El legislador no puede impunemente usar esa su facultad en contra de
tales designios fundamentales, como bien lo señalara en su momento, un
sabio y honorable jurista, Ramón Sánchez Medal, inolvidable maestro de
la Escuela Libre de Derecho. “Nada es más condenable en el ámbito de la
democracia -ha dicho con certeza otro jurista- que abusar de sus reglas
formales para violentar el principio fundamental que la inspira”.
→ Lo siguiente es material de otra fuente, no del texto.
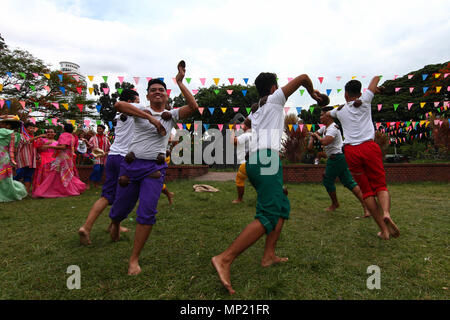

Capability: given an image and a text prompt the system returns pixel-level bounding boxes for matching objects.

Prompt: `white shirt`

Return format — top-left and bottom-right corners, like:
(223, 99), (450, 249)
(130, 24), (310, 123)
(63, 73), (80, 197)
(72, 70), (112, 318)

(236, 130), (252, 164)
(317, 123), (343, 157)
(77, 140), (87, 153)
(109, 106), (137, 157)
(329, 90), (375, 145)
(128, 106), (179, 160)
(248, 88), (286, 153)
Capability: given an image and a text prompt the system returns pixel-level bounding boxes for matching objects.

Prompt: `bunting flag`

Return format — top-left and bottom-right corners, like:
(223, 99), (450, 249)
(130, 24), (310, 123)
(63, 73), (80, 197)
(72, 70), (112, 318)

(19, 101), (25, 108)
(351, 76), (357, 79)
(198, 107), (204, 115)
(117, 88), (123, 95)
(337, 89), (342, 93)
(52, 118), (58, 125)
(233, 107), (239, 112)
(307, 124), (312, 131)
(108, 121), (113, 129)
(299, 89), (305, 96)
(214, 89), (220, 95)
(133, 77), (140, 85)
(203, 124), (209, 130)
(186, 124), (191, 130)
(88, 75), (94, 82)
(6, 101), (11, 109)
(378, 104), (382, 111)
(200, 78), (206, 85)
(62, 103), (69, 110)
(186, 78), (192, 84)
(88, 87), (94, 95)
(19, 72), (26, 79)
(227, 90), (233, 95)
(76, 87), (82, 94)
(117, 76), (124, 84)
(284, 107), (290, 114)
(84, 120), (90, 127)
(0, 100), (4, 108)
(293, 124), (298, 131)
(318, 77), (324, 84)
(394, 104), (399, 111)
(146, 77), (152, 82)
(213, 78), (220, 85)
(52, 102), (59, 109)
(73, 75), (79, 82)
(409, 87), (414, 93)
(77, 104), (83, 112)
(166, 89), (171, 97)
(296, 107), (302, 114)
(0, 84), (2, 92)
(208, 108), (214, 114)
(30, 117), (36, 124)
(242, 90), (247, 96)
(309, 106), (315, 114)
(103, 88), (110, 94)
(423, 87), (428, 93)
(435, 73), (441, 78)
(408, 103), (413, 110)
(445, 73), (450, 78)
(32, 73), (39, 78)
(236, 124), (241, 131)
(422, 74), (428, 81)
(44, 74), (51, 79)
(287, 77), (293, 82)
(246, 107), (251, 114)
(434, 102), (440, 107)
(228, 78), (234, 85)
(395, 87), (401, 92)
(420, 102), (426, 108)
(217, 124), (223, 131)
(96, 104), (102, 113)
(58, 74), (63, 82)
(336, 76), (341, 81)
(14, 84), (21, 90)
(59, 86), (65, 94)
(221, 108), (227, 114)
(102, 76), (108, 82)
(326, 89), (332, 96)
(243, 78), (249, 84)
(299, 124), (304, 132)
(408, 74), (414, 79)
(436, 86), (442, 93)
(34, 102), (39, 108)
(192, 89), (198, 95)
El abuso de las facultades de las mayorías parlamentarias convertidas
en meros y vanos espectáculos, reproductores dóciles de consignas, es
un abuso del derecho al “pasar por encima de los principios que inspiran
una ley para conseguir una finalidad no amparada por la norma de la que
se abusa”.
La Constitución mexicana es meridianamente clara y lo ha sido, en
torno al papel del ejército en tiempos de paz, por un lado, y al de las
policías por otro. De un día a otro no se puede violentar tal designio
constitucional, fundamental, diseñado para proteger la estructura
democrática del país y las libertades del ciudadano mexicano.
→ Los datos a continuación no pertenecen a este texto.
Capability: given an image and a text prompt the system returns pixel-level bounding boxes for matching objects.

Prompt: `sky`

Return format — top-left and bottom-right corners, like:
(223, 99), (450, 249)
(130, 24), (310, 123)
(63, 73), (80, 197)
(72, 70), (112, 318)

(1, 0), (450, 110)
Tal hecho es un atentado a los derechos básicos consagrados en la
carta magna. Lo que procede es dar cumplimiento cabal a los
ordenamientos constitucionales referentes a tales rubros. Al respecto,
leí hace unos días algo lamentable: que, en un país asiático riquísimo,
se utiliza su ejército para fines de seguridad pública: sí pero tal país
tiene un régimen dictatorial; que poco afecto por la libertad en aras
de la felicidad propia de la “ciudad de los puercos”, mencionada por el
genio de Platón, hace miles de años.
El hecho escueto de que ya se ha vulnerado tal designio en la
práctica, no autoriza a nadie -ni al constituyente permanente- a
“legitimar” tal situación mediante reformas normativas que significan un
abuso de las reglas democráticas. Del hecho descarnado nunca nace el
derecho, y menos de un hecho que trastoca tales designios
constitucionales.
Lo mismo se puede aplicar al tema de los superdelegados que se
entrometen en el ámbito estatal, en burda y flagrante violación del
sistema federal republicano, a pesar de todos los eufemismos utilizados
por los nuevos acólitos del centralismo.
El hecho de que los Estados autónomos hayan sido en la práctica,
dominados por el centro, no legitima el que se “legalice” tal anomalía.
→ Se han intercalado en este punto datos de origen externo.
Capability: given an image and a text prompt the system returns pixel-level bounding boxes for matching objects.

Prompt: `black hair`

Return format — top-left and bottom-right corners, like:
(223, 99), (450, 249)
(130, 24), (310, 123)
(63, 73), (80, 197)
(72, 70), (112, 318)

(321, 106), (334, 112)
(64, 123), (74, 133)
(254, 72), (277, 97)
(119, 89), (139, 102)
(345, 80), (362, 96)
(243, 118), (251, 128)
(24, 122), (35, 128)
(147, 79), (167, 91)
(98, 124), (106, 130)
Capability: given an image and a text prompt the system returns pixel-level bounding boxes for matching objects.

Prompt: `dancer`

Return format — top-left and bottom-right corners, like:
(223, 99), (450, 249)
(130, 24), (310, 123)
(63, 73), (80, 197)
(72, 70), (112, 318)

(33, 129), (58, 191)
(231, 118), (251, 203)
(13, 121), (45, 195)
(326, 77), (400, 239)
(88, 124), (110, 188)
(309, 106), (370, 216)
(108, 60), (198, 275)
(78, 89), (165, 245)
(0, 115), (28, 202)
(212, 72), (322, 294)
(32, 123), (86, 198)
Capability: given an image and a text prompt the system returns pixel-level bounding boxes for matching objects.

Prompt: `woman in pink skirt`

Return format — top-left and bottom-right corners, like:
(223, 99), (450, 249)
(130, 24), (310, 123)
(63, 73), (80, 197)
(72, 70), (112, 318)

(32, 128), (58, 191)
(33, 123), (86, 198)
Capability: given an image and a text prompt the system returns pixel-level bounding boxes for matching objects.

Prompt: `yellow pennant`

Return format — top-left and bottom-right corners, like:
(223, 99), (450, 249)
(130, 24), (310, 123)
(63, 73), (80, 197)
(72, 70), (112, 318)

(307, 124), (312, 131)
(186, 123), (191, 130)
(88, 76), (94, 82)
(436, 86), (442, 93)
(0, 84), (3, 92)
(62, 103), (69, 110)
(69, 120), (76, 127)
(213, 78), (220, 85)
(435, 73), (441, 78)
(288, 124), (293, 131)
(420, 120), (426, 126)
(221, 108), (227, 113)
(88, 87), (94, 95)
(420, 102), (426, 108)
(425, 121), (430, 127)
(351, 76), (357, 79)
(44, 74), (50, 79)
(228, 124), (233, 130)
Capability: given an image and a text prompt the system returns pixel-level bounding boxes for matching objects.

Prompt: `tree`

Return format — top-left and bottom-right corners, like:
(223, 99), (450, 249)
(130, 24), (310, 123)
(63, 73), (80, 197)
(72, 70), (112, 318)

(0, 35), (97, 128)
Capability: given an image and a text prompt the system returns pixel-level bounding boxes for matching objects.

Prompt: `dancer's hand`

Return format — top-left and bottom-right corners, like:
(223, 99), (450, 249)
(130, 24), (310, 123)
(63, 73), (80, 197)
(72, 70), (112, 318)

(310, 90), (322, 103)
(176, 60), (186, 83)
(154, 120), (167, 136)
Lo que se debe hacer es respetar tal autonomía, es decir, cumplir con el
mandato constitucional.
Ojalá que haya una rectificación con motivo de tanto rechazo por
parte de personas honorables, de organizaciones de derechos humanos,
nacionales e internacionales a la propuesta sobre seguridad y Guardia
Nacional.
¿Qué se debe hacer si no hay dicha rectificación? Max Weber en otros
tiempos de amenazas a la libertad, contestó así a tal cuestión, según
versión de K. Jaspers: desde ese momento, “el problema dejará de tener
interés para mí”, pues marcará el fin de la política, existiendo cosas
más importantes para la dignidad humana que el Estado. La verdadera
política nunca se funda en la pura fuerza. La genuina, se basa siempre
en el derecho justo y en un mínimo de generosidad.